I am particularly fond of static website generators that provide a workflow that is similar to developing software. I played with pelican, jekyll, hugo, nikola, flask + frozen-flask and the lot. As already mentioned: I even wrote my own sphinx based generator … while still never really blogging anything.

At the beginning of 2017 I made a deal with a colleague that I would finally write a blog article about the pytest development sprint and a bit about my involvement. It would have been boring though if I would have used the site I had already online (last incarnation was a simple mkdocs driven thing). It would also have been boring to use one of the engines I already knew. Using something utterly profane like medium or wordpress was obviously completely out of the question! I mean, I could have just written the article then and be done with it. Who wants that? Right. Not me. So I started looking around for the next thing that could keep me from writing that article and I stumbled over lektor. Now this was something that could keep me busy for a while as it is not simply a static website generator, but rather something that you can use to build a static website generator with - a website generator generator! Long story short: I set that up from scratch with a simple sass style, wrote a little plugin to integrate that into lektors development server, and finally actually wrote and published that article. Nobody ever made a deal with me again that forced me to write another article, so that was it. I had unlocked the “i-have-a-blog-but-i-never-blog”-achievement once again - only on a higher level. Until very recently.
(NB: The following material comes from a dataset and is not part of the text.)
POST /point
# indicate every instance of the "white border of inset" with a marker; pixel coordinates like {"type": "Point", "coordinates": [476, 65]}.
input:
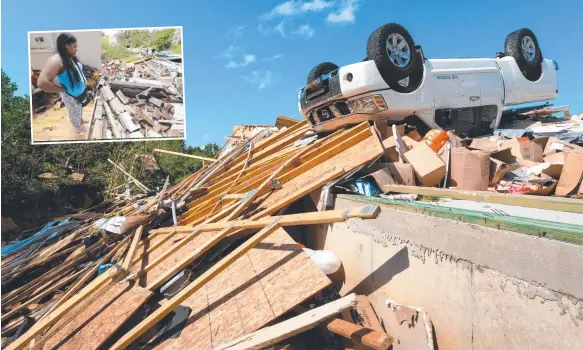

Because very recently I realized that I had produced a lot of material while trying to teach Python and test automation to all kinds of folks over the last years. I finally wanted to start sharing some of these materials on my website. As making strange deals seems to work with my contorted psyche, I made a deal with myself to publish at least one article a month for at least a year.

This time I was determined to resist the temptation to start from scratch and resolved to adjust the existing setup to fit my new needs. The new needs arose from the fact that I work mostly in Jupyter Notebooks nowadays, when creating learning materials and I like it, so I want to write articles like that and have them integrate into my website.

Jupyterizing Lektor 🔗

If you don’t know Lektor at all yet, here is the minimum amount of knowledge necessary to follow this article:

To build a page, Lektor takes a folder, a data model defined in an .ini and a Jinja2 template. The folder for the page needs at least a contents.lr file - a simple lektor specific text file format. This file contains data that fits the user defined data model. Usually this is some meta data about the content and the main content of the page formatted in markdown.

Lektor is extensible via a plugin system that involves creating an installable package and implementing some methods in a class inheriting from lektor.pluginsystem.Plugin. Methods in that plugin class will be called, when Lektor emits events in different phases of the build process.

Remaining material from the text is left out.